Fasayel is a village with small barracks. Many of its inhabitants own sheep, so the children are born as shepherds. The average source of income in these Palestinian villages is the work in the illegal settlements, for which they got paid around 60 NIS (New Israeli Shekels) per day. Child labour is usual too. Children from 10 to 14 years old work in the settlements for a salary of 50 NIS a day.
The closest settlement to Fasayel is Tomer. The settlements here, in the Jordan Valley, are big extensive exploitations of agricultural products, mainly focused on the exportation, with labelling factories and packing aside. Tomer is specialized, so far we know, on dates. Huge date palm extensions cover the horizontal line preventing us from seeing the Jordan River. The road 90, going from Jericho to Jerusalem separates the illegal settlement from Fasayel village, completely dry. A village where rocks and the white land refers us to a lunar landscape. The contrast between this Palestinian village and the greenery of the settlement is simply spectacular.
The facts we have about the situation in the Jordan Valley are that occupation polities are being implemented in a spectacular manner since second Intifada. These polities consisting on the displacement and demolition of villages with the intention of isolating from the rest of the West Bank, through the progressive unilateral annexation while the international attention is focused on the internal Palestinian fight or on the attacks to Gaza Strip. Israel encourages its young men and women to convert in settlers with future development agricultural or tourism projects. Important economical benefits also are implemented to encourage the illegal displacement of the Israeli population.

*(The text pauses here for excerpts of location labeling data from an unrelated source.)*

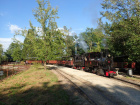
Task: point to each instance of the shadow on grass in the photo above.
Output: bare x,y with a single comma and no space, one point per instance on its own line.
41,95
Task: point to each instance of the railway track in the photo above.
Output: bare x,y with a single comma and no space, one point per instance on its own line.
94,95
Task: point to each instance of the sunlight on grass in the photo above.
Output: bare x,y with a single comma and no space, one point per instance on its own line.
34,86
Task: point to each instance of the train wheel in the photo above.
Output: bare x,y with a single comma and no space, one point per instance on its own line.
94,71
100,72
111,75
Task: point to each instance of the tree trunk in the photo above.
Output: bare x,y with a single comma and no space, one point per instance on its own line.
44,65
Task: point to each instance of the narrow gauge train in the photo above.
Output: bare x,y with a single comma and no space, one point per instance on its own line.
100,63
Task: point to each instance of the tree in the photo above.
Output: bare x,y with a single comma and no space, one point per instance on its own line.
93,38
15,49
50,37
69,42
1,52
123,31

We have to remember that according to the Geneva Convention, it is illegal that any Occupying Estate displaces some of its population into the occupied territory. These polities of encouragement include free education and health, the 75% of discount in all the water, electricity, communication and transport invoices, as well as automatic concession of land to each family (around 70 dunums, 1 dunum = 1000 m2), long term credits for starting the life project there (around 20.000 dollars), free irrigation water and much more that, even for me that suffer from the precariousness in Spain, it would be attractive to me to move into the Israeli citizenship
Many of the settlers evicted from Gaza in 2005 have been reaccommodated in the settlements of the Jordan Valley, as is the case of the Maskiyot settlement, which in 1982 was a military base and since 2002 became a settlement for Jews students. 20 families were installed there in prefabricated houses, until 2006, after a house construction plan started which was temporally freeze due to the international pressure, although in 2009 they started been constructed until today.
To get an idea, in 1968 there were 3 settlements, in the north Mehola, in the center Argaman and in the south Kalia, in the confiscated land to Palestinian villages. Between 1970 and 1980 the number increased to 11 settlements and since 1990 is has increased until 39.
The importance of the area is based on its water resources and, on the other side, as a security area for any possible Arab invasion. For that reason the Israeli side of the Jordan Valley is fenced with electrical fence.
In this situation, in which Palestinians are slowly strangled in daily by the army and the Israeli ethnic cleansing polities, the resistance takes the shape of a mud brick and straw.